Bündnis mit 550 Organisationen und Unternehmen

Die „Sea-Watch 4“ war Mitte August zu ihrer ersten Mission im zentralen Mittelmeer aufgebrochen. Das ehemalige Forschungsschiff wurde im Januar für 1,3 Millionen Euro erworben. Es wird von Sea-Watch und „Ärzte ohne Grenzen“ im Auftrag des zivilen Bündnisses „United4Rescue“ betrieben. Dem Bündnis gehören mittlerweile mehr als 550 Organisationen und Unternehmen an. Es wurde von der Evangelischen Kirche in Deutschland (EKD) gegründet.

Zu Palermo hat „United4Rescue“ einen besonderen Bezug: Der Bürgermeister Leoluca Orlando unterstützt das Bündnis. Er ist für sein Engagement in der Flüchtlingspolitik bekannt. Im vergangenen Jahr machte er den EKD-Ratsvorsitzenden Heinrich Bedford-Strohm zum Ehrenbürger der Stadt. Dass die „Sea-Watch 4“ dort einfahren durfte, ist laut Sea-Watch jedoch Zufall.

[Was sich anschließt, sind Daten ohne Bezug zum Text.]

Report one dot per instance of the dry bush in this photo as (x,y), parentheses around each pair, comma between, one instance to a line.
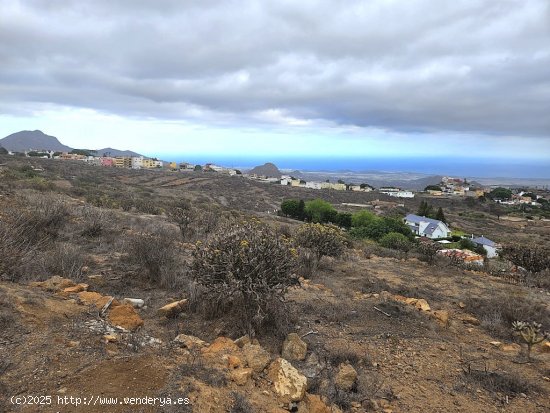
(246,267)
(157,256)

„Mir treibt es die Tränen in die Augen“

Bedford-Strohm betonte am Mittwoch in einem Facebook-Eintrag die Dringlichkeit der zivilen Seenotrettung. Er nahm Bezug auf den Tod des syrischen Jungen Alan Kurdi, der am 2. September 2015 tot an einem türkischen Strand gefunden worden war. „Wer besser verstehen will, warum wir die zivile Seenotrettung so aktiv unterstützen, muss sich noch mal der Härte eines Bildes aussetzen, das heute genau vor fünf Jahren an einem türkischen Strand entstanden ist und das um die Welt gegangen ist“, betonte der bayerische Landesbischof. Das Foto zeigt den toten Jungen, bekleidet mit rotem T-Shirt und blauen Shorts, auf dem Bauch liegend am Strand. „Mir – Opa eines kleinen Jungen – treibt es immer noch die Tränen in die Augen“, schrieb Bedford-Strohm.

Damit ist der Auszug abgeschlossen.